If you’re attempting to use past distributions of surnames to pinpoint their origin, names from places (for example Trevithick or Penrose) clearly hold out the best chance of success. Nevertheless, sometimes the early pattern of nicknames or even surnames from first names can provide clues as to where that surname may have first arisen in a particular district or region.
For instance Moyle seems to have multiplied in mid-Cornwall on both sides of the Camel estuary, an interesting distribution given the claim that it was a nickname from the Cornish language word for bald.
The early distribution of another nickname – Knight – which we are told was adopted for someone acting as or exhibiting the characteristics of a knight, point to a clear origin in the far south east of Cornwall. Given its ramification by the 1500s, it was probably a name that had emerged as a surname a couple of centuries earlier.

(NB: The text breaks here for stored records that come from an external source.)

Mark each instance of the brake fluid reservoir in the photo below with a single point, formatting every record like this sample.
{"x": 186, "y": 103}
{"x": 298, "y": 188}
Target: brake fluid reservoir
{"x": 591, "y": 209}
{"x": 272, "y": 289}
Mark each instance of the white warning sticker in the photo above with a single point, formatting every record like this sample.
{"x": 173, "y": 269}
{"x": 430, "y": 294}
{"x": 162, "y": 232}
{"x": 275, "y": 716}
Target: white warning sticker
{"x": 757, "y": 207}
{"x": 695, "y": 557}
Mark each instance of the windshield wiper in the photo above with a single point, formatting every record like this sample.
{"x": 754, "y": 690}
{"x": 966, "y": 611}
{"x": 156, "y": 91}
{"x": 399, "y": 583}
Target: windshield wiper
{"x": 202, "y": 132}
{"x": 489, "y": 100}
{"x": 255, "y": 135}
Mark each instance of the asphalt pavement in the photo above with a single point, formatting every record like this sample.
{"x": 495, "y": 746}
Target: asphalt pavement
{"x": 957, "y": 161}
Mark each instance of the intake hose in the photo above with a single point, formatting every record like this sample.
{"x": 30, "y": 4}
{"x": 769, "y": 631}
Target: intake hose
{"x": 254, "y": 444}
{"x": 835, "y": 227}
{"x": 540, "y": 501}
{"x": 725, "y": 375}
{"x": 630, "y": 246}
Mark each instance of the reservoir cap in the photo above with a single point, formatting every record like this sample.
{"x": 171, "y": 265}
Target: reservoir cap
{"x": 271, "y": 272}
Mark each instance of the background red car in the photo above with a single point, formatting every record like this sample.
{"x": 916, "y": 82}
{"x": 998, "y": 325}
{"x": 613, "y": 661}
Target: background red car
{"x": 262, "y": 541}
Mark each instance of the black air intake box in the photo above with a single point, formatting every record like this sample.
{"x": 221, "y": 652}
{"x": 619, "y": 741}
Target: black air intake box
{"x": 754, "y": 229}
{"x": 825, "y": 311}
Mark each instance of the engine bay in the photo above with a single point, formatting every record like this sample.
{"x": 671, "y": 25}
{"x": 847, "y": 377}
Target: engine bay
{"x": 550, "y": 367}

In the meantime, here’s some more surnames to take us up to number 60 in our list of the surnames of Cornwall. You can check out the early maps of these here.
| rank | surname | type | number of households |
| 52 | Moyle | nickname | 199 |
| =54 | Berriman/Berryman | landscape/occupational name | 197 |
| =54 | George | personal name | 197 |
| =54 | Knight | nickname | 197 |
| 56 | Peter/s | personal name | 196 |
| 57 | Osborn/e | personal name | 194 |
| 58 | Hancock | personal name | 190 |
| 59 | Hambly | personal name | 188 |
| 60 | Vivian | personal name | 187 |
Further details of most of these names can be found in my The Surnames of Cornwall.


Bernard
We have the name Angwin in our family so years ago I did a limited one-name study on it. At first I translated it word for word and assumed it meant “The White” or “The Fair” or “The Blond”. (Think of Guinevere in the King Arthur stories, and Angwin, King of Ireland in the Lancelot stories).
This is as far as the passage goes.